THE NEW YORK TIMES

Autopsies of 6 bodies recovered from Gaza reveal bullets, advocacy group for hostage families says

Autopsies of 6 bodies recovered from Gaza reveal bullets, advocacy group for hostage families says

A group representing relatives of hostages taken in the Oct. 7 attack on Israel said Thursday that autopsies showed “bullets were found in the bodies” of six captives Israeli troops recovered from an underground tunnel in the southern Gaza Strip, raising questions about how they died.

The group, the Hostages Family Forum, said the autopsy results indicated that the six hostages “were taken alive and executed in the tunnels of Hamas.”

But an Israeli military spokesperson, speaking on condition of anonymity because of the sensitivity of the matter to families, said Thursday that the autopsies showed “marks suggestive of gunshots” on the bodies and stressed it was too soon to determine whether gunshot wounds were the cause of death.

The autopsy reports have not been made public. The New York Times has not reviewed them and cannot confirm the results.

Four other bodies found in the tunnels near the hostages, believed to belong to Hamas militants, did not display the same marks, the military spokesperson said.

How and when the hostages died has been a matter of contention. Hamas has blamed the deaths on Israeli airstrikes, and the Israeli military has acknowledged some of them likely died while Israel was carrying out military operations in the area where they were found. Some Israel news outlets reported the hostages may have suffocated when the tunnel fill with toxins after an airstrike.

The revelations raise new questions about the circumstances of the hostages’ deaths after months of conflicting statements about some of the recovered captives from Hamas and the Israeli military.

On Tuesday, the Israeli military announced that it had recovered the six bodies in a hidden tunnel network, alongside four of their presumed captors.

Five of the six captives were already believed to be dead, according to the Israeli military. Three of them — Haim Peri, 80; Yoram Metzger, 80; and Alexander Dancyg, 75 — had been abducted from the Nir Oz kibbutz near the Gaza border. Two others — Nadav Popplewell, 51, and Yagev Buchshtab, 35 — were taken from another border community, Nirim.

The sixth body belonged to another resident of Nir Oz, Avraham Munder, 79. Munder’s death had not been established previously.

Abu Ubaida, a spokesperson for Hamas’ military wing, said in March that Metzger and Peri were among seven hostages who had been killed in Israeli airstrikes in Gaza. Hamas then said in May that Popplewell had died from injuries sustained in an Israeli airstrike more than a month earlier.

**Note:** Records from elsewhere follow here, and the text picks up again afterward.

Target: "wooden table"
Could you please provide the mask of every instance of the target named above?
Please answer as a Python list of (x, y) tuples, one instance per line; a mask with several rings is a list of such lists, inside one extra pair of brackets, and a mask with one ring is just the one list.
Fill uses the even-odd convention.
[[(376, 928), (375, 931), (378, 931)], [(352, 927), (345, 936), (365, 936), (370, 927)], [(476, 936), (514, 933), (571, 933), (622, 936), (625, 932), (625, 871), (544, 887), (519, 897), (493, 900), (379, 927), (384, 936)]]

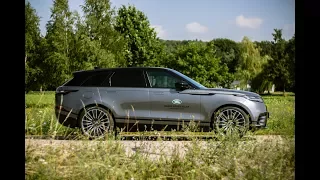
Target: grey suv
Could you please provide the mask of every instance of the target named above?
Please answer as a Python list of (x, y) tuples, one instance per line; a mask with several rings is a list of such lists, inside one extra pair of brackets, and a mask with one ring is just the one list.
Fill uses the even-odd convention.
[(261, 96), (206, 88), (169, 68), (110, 68), (77, 71), (55, 94), (58, 121), (89, 137), (116, 127), (170, 129), (195, 122), (202, 130), (266, 127)]

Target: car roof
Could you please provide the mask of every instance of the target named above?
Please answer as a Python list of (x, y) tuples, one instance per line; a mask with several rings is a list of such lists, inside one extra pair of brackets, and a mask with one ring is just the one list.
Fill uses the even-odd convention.
[(95, 72), (103, 72), (103, 71), (113, 71), (113, 70), (120, 70), (120, 69), (167, 69), (164, 67), (118, 67), (118, 68), (96, 68), (91, 70), (81, 70), (81, 71), (74, 71), (73, 74), (82, 74), (82, 73), (95, 73)]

Weeks later, in early June, the Israeli military’s chief spokesperson, Rear Adm. Daniel Hagari, said that it was examining the possibility that some of the hostages had been killed together months earlier while Israeli forces were operating in the Khan Younis area.

On Tuesday, Hagari was asked again at a news conference about how the hostages died. He repeated what he had said in June — that the “hostages were killed while our troops were operating in Khan Younis” — and added that a forensic examination would reveal more.

Israeli news media reported Tuesday that initial assessments suggested that five of the six hostages had died from suffocation when an Israeli airstrike hit another tunnel, causing the one they were in to fill with carbon dioxide. The Times could not confirm those reports.

The recovery of six dead hostages this week emphasized the urgent need for a cease-fire deal, families of the captives said in their statement Thursday. The forum said the evidence the hostages may have been shot “serves as further proof of the cruelty of the terrorists,” and it condemned the government’s failure to reach a cease-fire agreement that would lead to the return of all hostages and an end to the fighting in Gaza.

“In every minute that the deal is not completed, another hostage could lose their life,” the forum said. “After 10 1/2 months of war in which the hostages have been suffering, tortured, and dying, it is clear to all that the return of the hostages is only possible through a deal.”